I did recognize that I was praying, not out of conviction but out of fear, and I knew this was not right. I became open to true healing a bit at a time as I was able. I asked others to stand with me on this. As number 19 says, “Miracles make minds one in God. They depend on cooperation, because the Sonship is the sum of all that God created.”

At one time I could not have done this. I could not have stepped out of my fear. Later I could have done so after the fact, after circumstances had changed enough for me to see more clearly. Even later after more practice of the Course, I could eventually see through my fear even while it was happening, but it would take some time, and it was not certain. This time it was different. Even in the midst of my confusion, I was absolutely certain I wanted a healed mind.

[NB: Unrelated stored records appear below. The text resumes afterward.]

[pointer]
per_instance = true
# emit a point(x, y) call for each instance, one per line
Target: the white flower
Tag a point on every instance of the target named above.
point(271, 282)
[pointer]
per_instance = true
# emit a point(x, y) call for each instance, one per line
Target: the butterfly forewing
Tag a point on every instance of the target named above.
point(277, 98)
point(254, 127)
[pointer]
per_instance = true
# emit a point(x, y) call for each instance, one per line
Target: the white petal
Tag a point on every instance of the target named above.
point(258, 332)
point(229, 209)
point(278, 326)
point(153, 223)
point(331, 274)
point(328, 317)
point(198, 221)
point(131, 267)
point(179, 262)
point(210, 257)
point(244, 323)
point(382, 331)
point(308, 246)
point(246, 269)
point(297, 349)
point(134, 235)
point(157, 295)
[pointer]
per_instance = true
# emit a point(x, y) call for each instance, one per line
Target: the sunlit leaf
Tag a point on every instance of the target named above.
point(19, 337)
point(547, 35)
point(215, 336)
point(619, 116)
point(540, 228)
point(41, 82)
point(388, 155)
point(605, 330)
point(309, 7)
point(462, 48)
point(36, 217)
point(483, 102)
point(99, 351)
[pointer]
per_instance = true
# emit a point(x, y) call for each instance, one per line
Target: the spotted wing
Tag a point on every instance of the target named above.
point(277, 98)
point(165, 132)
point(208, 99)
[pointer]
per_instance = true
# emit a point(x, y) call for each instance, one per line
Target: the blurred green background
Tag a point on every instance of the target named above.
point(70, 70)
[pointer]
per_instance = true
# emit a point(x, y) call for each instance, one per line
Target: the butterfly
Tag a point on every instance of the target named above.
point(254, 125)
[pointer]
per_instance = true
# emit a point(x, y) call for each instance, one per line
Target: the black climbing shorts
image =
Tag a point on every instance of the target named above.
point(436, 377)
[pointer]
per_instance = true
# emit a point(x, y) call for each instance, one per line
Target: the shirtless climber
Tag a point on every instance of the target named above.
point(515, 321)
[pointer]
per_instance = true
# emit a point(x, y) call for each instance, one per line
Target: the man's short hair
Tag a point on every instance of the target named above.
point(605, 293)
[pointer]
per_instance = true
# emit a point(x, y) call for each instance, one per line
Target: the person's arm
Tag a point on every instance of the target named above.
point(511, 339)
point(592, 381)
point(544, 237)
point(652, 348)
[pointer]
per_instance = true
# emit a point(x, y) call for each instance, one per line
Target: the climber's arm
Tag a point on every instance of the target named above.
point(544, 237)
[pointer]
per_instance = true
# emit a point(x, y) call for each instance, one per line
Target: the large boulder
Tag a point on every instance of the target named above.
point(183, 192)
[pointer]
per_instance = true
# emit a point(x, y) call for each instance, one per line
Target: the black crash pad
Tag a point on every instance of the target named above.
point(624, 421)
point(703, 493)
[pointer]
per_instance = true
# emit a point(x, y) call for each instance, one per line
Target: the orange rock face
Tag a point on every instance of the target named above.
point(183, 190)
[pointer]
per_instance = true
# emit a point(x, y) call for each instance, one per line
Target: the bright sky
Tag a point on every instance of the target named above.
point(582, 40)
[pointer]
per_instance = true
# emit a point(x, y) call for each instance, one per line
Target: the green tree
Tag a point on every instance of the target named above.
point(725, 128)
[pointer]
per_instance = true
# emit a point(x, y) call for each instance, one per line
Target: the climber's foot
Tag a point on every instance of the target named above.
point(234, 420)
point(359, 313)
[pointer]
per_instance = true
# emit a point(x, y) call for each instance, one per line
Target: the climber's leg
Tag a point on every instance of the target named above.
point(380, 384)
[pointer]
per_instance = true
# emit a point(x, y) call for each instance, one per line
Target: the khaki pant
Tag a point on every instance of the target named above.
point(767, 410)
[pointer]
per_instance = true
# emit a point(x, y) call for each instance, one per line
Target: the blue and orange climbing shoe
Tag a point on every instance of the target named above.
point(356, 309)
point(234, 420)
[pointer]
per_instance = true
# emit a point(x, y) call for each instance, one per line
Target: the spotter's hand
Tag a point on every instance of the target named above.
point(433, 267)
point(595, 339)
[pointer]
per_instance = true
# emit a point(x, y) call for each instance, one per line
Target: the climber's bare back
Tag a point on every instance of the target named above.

My friends helped me with their unwavering support and by being the strength I leaned on. They sent me words to point the way back to truth. Overnight my prayer became that my mind be healed in the belief in pain, sickness, and suffering. What else is there to heal, after all, but the mind. Accepting the atonement for myself is my only function.

As my mind began to clear I realized that I do trust Spirit. I trust my script and my son’s script to provide only and all that is needed for our awakening. I went with him to his next procedure and the pain was really awful, and the doctor did not instill confidence. When I felt fear rising in me I acknowledged it and then I remembered to ask the Holy Spirit for help to see clearly. When I felt fear it was as if a fog encased me and kept me from the truth, but I knew what I wanted and I refused to believe in the fog and so it went away. I did this each time fear came.

It seems like it is a body that needs healing and the more desperate our fear the more this seems to be true. But it is always the mind that needs correction. We made fear and pain. We made sickness and suffering. We made death. Now it is time for us to compare these things with creation and to reject what is out of accord with it. I see that fear is the first of these. When I let go of fear and embrace truth instead, all the rest follows. I give my complete willingness to healing and the miracle is the result.